Samsung Electronics Co. Reuters

Samsung Electronics Co. is is losing a key mobile exec just weeks before the expected launch of its next flagship phone, the Galaxy S6. Kim Seok-pil has stepped down from his position as head of strategic marketing for Samsung’s mobile business after being appointed in December, the Wall Street Journal reported Tuesday.

Kim played an integral part in the development of the upcoming Galaxy S device, likely the Galaxy S6. However, his decision to step is not related to performance, but rather his ailing health. Kim could rejoin the company at a time point, the WSJ noted. However, several Samsung executives have been demoted or lost their jobs in recent months following the company’s abysmal 2014.

Replacing Kim is Samsung executive, Lee Sang-chul, who currently heads Samsung Mobile in Russia. Lee was previously head of Samsung Mobile in Latin America, and comes into his new position at a poignant time for Samsung. The smartphone maker struggled with drops in sales and profit throughout 2014, reporting a 64 percent drop in profit for its mobile business during its fourth-quarter earnings last week.

Samsung shipped between 71 million and 76 million smartphones during the fourth-quarter, a steep drop in comparison to the 85 million to 86 million units it sold the prior year. The manufacturer also saw rival Apple Inc. catch up to its global figures, selling 74.5 million iPhones during the fourth quarter. Samsung has been the largest smartphone manufacturer for some time; however, in the last year several rivals, including Apple, but in particular domestic makers like Xiaomi, Huawei and Lenovo have steadily eaten away at the company’s market share.

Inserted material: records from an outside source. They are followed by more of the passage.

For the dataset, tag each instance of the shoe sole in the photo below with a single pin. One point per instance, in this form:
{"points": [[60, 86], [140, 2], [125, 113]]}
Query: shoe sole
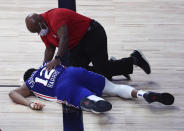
{"points": [[143, 56], [166, 99], [99, 107]]}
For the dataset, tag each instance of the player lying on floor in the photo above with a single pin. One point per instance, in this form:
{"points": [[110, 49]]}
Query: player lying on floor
{"points": [[77, 87]]}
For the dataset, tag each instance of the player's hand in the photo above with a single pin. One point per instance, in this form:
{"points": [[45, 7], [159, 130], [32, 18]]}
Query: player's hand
{"points": [[53, 64], [36, 106]]}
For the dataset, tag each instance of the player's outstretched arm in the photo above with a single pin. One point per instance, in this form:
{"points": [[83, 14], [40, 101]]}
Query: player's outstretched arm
{"points": [[19, 96]]}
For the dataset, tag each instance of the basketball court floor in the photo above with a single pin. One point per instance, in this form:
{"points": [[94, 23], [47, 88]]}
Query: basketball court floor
{"points": [[154, 26]]}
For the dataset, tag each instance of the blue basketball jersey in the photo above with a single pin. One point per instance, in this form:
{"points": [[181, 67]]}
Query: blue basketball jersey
{"points": [[43, 83]]}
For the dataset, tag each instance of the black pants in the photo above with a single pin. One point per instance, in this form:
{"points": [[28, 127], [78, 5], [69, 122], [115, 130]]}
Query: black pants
{"points": [[93, 48]]}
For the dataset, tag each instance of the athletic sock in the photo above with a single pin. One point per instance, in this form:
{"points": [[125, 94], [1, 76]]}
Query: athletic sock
{"points": [[140, 93], [95, 98]]}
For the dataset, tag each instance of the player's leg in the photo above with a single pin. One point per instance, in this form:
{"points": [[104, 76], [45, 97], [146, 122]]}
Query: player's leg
{"points": [[128, 92]]}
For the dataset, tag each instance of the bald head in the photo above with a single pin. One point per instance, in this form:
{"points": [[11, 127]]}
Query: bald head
{"points": [[32, 22]]}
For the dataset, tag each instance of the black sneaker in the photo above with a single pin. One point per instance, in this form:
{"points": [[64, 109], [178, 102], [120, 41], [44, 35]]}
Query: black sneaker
{"points": [[96, 107], [164, 98], [142, 62], [127, 76]]}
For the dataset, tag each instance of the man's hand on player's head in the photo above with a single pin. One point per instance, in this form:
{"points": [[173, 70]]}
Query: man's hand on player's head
{"points": [[36, 106], [53, 64]]}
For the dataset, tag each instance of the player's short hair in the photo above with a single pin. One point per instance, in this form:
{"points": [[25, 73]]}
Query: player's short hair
{"points": [[28, 73]]}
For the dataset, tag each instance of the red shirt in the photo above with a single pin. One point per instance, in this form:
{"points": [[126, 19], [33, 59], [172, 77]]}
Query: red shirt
{"points": [[77, 26]]}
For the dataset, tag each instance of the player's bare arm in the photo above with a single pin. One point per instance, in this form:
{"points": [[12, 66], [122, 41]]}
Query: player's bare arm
{"points": [[19, 96], [62, 34], [49, 53]]}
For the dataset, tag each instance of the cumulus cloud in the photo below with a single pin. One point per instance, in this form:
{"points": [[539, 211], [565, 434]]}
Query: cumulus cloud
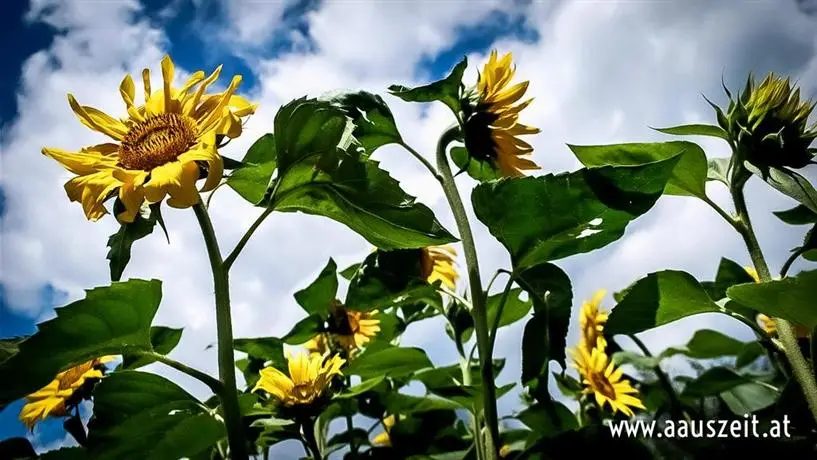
{"points": [[600, 72]]}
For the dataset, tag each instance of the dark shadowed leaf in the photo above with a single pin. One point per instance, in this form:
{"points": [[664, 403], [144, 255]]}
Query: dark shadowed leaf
{"points": [[540, 219], [110, 320], [141, 415], [658, 299]]}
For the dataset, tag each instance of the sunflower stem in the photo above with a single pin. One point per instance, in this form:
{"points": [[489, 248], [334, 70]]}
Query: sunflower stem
{"points": [[224, 331], [477, 295], [800, 367]]}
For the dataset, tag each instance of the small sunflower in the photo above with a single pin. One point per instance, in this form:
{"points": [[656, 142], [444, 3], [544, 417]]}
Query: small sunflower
{"points": [[161, 148], [54, 399], [437, 263], [591, 322], [492, 120], [352, 329], [308, 378], [604, 381], [383, 439]]}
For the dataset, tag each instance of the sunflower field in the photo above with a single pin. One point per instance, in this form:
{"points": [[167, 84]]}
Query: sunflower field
{"points": [[335, 383]]}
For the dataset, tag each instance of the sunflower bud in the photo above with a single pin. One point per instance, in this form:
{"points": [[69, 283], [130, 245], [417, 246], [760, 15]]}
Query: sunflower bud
{"points": [[769, 124]]}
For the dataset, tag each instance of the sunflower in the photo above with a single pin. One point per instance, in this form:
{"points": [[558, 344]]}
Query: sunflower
{"points": [[161, 148], [352, 329], [492, 120], [309, 376], [54, 399], [383, 439], [437, 263], [591, 322], [602, 379]]}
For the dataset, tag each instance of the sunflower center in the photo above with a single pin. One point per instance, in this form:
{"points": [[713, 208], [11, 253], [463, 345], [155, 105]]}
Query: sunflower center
{"points": [[602, 385], [158, 140]]}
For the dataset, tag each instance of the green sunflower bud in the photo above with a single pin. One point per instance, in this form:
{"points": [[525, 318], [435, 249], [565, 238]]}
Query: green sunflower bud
{"points": [[769, 123]]}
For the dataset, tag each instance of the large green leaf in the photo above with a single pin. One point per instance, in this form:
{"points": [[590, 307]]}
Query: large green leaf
{"points": [[787, 182], [120, 243], [163, 340], [139, 415], [373, 120], [317, 297], [110, 320], [792, 299], [688, 177], [658, 299], [252, 178], [541, 219], [389, 279], [446, 90], [392, 362], [544, 336]]}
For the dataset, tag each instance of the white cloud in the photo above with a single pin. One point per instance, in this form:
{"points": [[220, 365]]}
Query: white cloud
{"points": [[601, 73]]}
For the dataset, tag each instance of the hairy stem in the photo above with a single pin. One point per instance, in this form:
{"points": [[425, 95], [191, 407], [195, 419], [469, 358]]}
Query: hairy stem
{"points": [[224, 330], [477, 295], [802, 372]]}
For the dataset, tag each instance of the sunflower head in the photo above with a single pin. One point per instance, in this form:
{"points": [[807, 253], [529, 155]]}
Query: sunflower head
{"points": [[438, 263], [64, 392], [160, 149], [604, 381], [492, 120], [770, 124], [304, 389], [591, 323], [352, 329]]}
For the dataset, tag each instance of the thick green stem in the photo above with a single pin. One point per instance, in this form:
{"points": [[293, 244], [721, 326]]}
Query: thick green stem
{"points": [[800, 367], [477, 295], [224, 331]]}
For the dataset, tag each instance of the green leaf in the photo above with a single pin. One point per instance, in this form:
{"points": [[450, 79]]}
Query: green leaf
{"points": [[514, 310], [120, 243], [317, 297], [252, 178], [478, 169], [658, 299], [790, 298], [391, 362], [718, 169], [446, 90], [544, 336], [749, 397], [373, 120], [708, 344], [541, 219], [163, 340], [713, 382], [304, 330], [788, 183], [548, 421], [798, 215], [141, 415], [264, 349], [688, 177], [389, 279], [696, 130], [110, 320]]}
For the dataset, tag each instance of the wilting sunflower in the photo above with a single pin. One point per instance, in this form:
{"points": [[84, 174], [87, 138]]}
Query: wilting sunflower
{"points": [[492, 120], [383, 439], [54, 399], [604, 381], [591, 323], [308, 378], [437, 263], [161, 148], [352, 329]]}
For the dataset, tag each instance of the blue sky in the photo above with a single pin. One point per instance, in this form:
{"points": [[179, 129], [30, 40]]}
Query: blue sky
{"points": [[600, 72]]}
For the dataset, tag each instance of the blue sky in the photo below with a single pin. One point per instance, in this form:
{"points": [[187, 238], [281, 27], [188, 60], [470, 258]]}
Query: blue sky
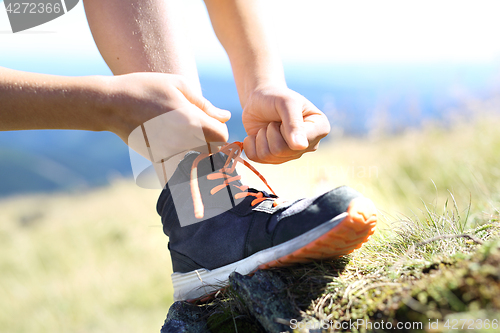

Samsung is looking toward the Galaxy S6, which should launch on March 1 in Barcelona, to recover some of its lost sales. The manufacturer is expected to introduce updated designs and features on the phone, making it unlike any prior Galaxy S smartphone, to recapture lost customers. Samsung’s Galaxy S5 flagship especially suffered from sales losses, having sold 40 percent fewer handsets than the previous Galaxy S4 smartphone, which was a consumer favorite in 2013.